Former Canopy Growth co-CEO Bruce Linton has no hard feelings against the company that fired him ー at least not if you look at his stock holdings. The ousted cannabis industry executive took advantage of a stock-rattling quarter of Canopy earnings to buy more shares in the company, and he's recommending other investors follow suit.

"I just think you should show support, and one way to be able to say that I like this is to go buy some. And then when people ask, 'Do you like it?' You say, 'I didn't sell any stock. I bought.' And so then I think it says to people, maybe I should look at this," Linton told Cheddar on Tuesday.

Linton's tenure at Canopy Growth, which he founded in Smith Falls, Ontario, in 2013 came to an abrupt end in July after Canopy board members voted to oust him from his role as CEO as well as from the company's board. The decision came after a weak set of earnings from Canopy that prompted William Newlands, CEO of Canopy's largest shareholder Constellation Brands ($STZ), to say he was "not pleased" with the cannabis company's results. Canopy's next set of earnings weren't much better. Once analysts and investors got past the initial sticker shock of a $960 million loss, the company still reported sliding market share and slimming decelerating revenue.

But Linton shrugged off the latest results, arguing the stock's losses were partially seasonal, and top line misses were related to how young the cannabis industry still is. He added that much of Constellations' and others investors' disappointment ー both in him and in the company's latest earnings ー has to do with a misalignment of values.

"The cannabis space is filled with a bunch of companies that are growing really rapidly, but don't have positive cash flow. Ultimately there's always going to be a conflict if you are the big money company with 90-day mentality shareholders coming into the rapid growth company which has a 90-month plan. that's always going to be the fundamental difference of how do you make decisions," he said.

But he was grateful too, he said, in the support he's received since his departure.

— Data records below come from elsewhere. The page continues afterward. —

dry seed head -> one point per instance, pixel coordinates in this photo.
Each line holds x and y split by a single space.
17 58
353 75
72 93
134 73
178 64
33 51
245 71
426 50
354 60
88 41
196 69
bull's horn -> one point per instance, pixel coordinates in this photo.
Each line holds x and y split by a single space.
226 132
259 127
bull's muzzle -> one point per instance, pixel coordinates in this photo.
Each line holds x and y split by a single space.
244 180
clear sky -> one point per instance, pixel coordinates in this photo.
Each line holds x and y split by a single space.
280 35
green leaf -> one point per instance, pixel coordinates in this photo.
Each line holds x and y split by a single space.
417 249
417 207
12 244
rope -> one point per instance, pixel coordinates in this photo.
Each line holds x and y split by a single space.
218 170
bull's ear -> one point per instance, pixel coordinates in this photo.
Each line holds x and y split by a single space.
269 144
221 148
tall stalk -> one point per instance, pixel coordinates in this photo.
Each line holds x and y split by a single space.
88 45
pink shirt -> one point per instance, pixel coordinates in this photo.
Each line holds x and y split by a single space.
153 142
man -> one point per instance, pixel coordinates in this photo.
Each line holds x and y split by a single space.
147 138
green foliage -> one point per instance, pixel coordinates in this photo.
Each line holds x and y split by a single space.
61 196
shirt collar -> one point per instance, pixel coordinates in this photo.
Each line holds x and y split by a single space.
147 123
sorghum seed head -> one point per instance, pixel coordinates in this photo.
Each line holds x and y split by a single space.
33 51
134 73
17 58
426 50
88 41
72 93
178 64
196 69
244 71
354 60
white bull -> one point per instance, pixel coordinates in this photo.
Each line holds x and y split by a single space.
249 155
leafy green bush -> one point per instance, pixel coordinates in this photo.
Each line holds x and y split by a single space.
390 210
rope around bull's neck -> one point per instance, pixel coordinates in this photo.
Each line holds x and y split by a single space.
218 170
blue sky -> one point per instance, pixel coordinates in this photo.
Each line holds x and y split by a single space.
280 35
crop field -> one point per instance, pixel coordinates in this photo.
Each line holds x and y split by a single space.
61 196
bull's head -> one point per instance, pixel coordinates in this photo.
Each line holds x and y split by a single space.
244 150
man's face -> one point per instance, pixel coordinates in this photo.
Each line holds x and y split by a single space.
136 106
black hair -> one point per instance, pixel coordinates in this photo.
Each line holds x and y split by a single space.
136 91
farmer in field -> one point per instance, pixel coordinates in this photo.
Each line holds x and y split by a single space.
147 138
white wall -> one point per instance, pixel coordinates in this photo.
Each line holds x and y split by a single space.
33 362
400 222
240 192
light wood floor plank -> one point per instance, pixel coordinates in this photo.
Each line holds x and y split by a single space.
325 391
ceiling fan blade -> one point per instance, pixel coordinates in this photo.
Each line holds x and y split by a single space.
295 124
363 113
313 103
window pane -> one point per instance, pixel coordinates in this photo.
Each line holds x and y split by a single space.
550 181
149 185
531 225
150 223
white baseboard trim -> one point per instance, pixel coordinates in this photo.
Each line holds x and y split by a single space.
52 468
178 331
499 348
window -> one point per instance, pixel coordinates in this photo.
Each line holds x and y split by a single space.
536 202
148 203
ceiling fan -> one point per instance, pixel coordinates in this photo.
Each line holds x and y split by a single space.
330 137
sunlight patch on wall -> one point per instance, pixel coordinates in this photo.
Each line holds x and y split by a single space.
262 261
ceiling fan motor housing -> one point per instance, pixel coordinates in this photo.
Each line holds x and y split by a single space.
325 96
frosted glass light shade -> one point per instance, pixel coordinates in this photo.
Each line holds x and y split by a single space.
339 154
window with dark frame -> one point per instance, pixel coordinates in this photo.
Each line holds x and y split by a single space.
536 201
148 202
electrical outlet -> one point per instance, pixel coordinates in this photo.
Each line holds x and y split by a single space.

"What I like is how many people who had reached out, who are shareholders, who are coworkers, and encouraged me not to leave the sector but find more things to do," he said.

As for those other "things to do," Linton has been intentionally mysterious. He said he'll continue his work with two companies outside of the cannabis space, his startup Ruckify and Martello Technologies, and would wait until September to make any official announcement about his cannabis entanglements.

Despite his evasiveness, Linton did offer some hints of what types of companies he would align himself with, like one global cannabis company, one company involving cannabis animal care, one U.S.-based multistate operator or single state operator, and one ancillary company, likely in media ー perhaps, he said, at an organization like "High Times," which he complimented for its "terrific" traffic and unique properties.

"I'm going to do three things minimum in the cannabis space, and it's simply because I've learned enough I think I can apply it faster this time," he said.